My instinct was to snap back at her—I hated to be patronized—but I knew that would only make me look more impetuous, so I denied myself the impulse.

“Can you guide us, Oracle?” Aza said to Sifa.

“I am not yet sure,” Sifa said. “Things are changing quickly.”

“Maybe you could just tell us whether we should focus our energy on Lazmet Noavek or on Thuvhe,” Aza pressed.

Sifa glanced at me.

“Thuvhe is the greater threat to you,” she said.

“And we should just trust you?” I said. “Without knowing what your aim is?”

“You will speak to the oracle with respect,” Aza scolded.

“The oracle’s job is to work for the best future for our planet,” I said. “But whose best future is that, exactly? Thuvhe’s, or Shotet’s? And if it’s Shotet’s, then is it the best path for the Shotet exiles, or the Noavek loyalists?”

“Are you suggesting I have given preferential treatment to Thuvhe thus far?” Sifa scowled at me. “Trust me, Miss Noavek, I could have buried the fates of your family, and told the other oracles to deny them as well, if I had thought it would result in the best future for our planet. But I didn’t. Instead, I allowed your family to use their new ‘fate-favored’ status to justify seizing control of Shotet government. My lack of intervention is why your family ever came into power in the first place, because it was what needed to be done, so do not think to accuse me of favoritism!”

Well. She had a point.

“If you all ignore my father now,” I said, “you will regret it. You will.”

“Is that a threat, Miss Noavek?” the bearded man demanded.
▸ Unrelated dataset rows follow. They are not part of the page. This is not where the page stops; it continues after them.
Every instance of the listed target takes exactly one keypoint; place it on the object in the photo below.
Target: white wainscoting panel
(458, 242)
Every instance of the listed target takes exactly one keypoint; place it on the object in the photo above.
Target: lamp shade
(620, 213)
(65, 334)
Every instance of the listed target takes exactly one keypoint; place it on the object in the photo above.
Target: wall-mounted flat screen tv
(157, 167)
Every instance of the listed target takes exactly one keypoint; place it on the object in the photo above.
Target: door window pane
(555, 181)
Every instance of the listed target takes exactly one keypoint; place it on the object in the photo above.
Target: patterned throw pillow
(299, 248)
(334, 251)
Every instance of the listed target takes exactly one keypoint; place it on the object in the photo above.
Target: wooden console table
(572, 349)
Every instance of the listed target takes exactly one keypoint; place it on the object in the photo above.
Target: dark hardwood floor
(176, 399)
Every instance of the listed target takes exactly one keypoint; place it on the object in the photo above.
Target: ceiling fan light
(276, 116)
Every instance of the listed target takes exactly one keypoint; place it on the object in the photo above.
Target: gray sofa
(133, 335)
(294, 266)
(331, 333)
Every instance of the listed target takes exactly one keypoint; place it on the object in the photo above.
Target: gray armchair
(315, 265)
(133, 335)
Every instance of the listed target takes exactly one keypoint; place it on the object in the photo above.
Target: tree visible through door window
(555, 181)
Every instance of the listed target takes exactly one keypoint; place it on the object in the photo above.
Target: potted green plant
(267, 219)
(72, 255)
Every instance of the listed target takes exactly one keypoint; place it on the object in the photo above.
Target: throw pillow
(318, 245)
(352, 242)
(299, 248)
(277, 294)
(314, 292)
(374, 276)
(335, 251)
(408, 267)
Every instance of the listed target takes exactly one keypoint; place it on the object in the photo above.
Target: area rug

“No!” Nothing was coming out right. “It’s an inevitability. You asked me here to tell you about my family—well, I just did. Thuvhe may destroy Shotet lives, but Lazmet will destroy Shotet’s soul.”

I could almost feel them rolling their eyes at me. Perhaps I ought to have chosen less dramatic words, but I had meant them. It was difficult to explain to a person who feared for his life that death was not the worst he could encounter. Lazmet Noavek was.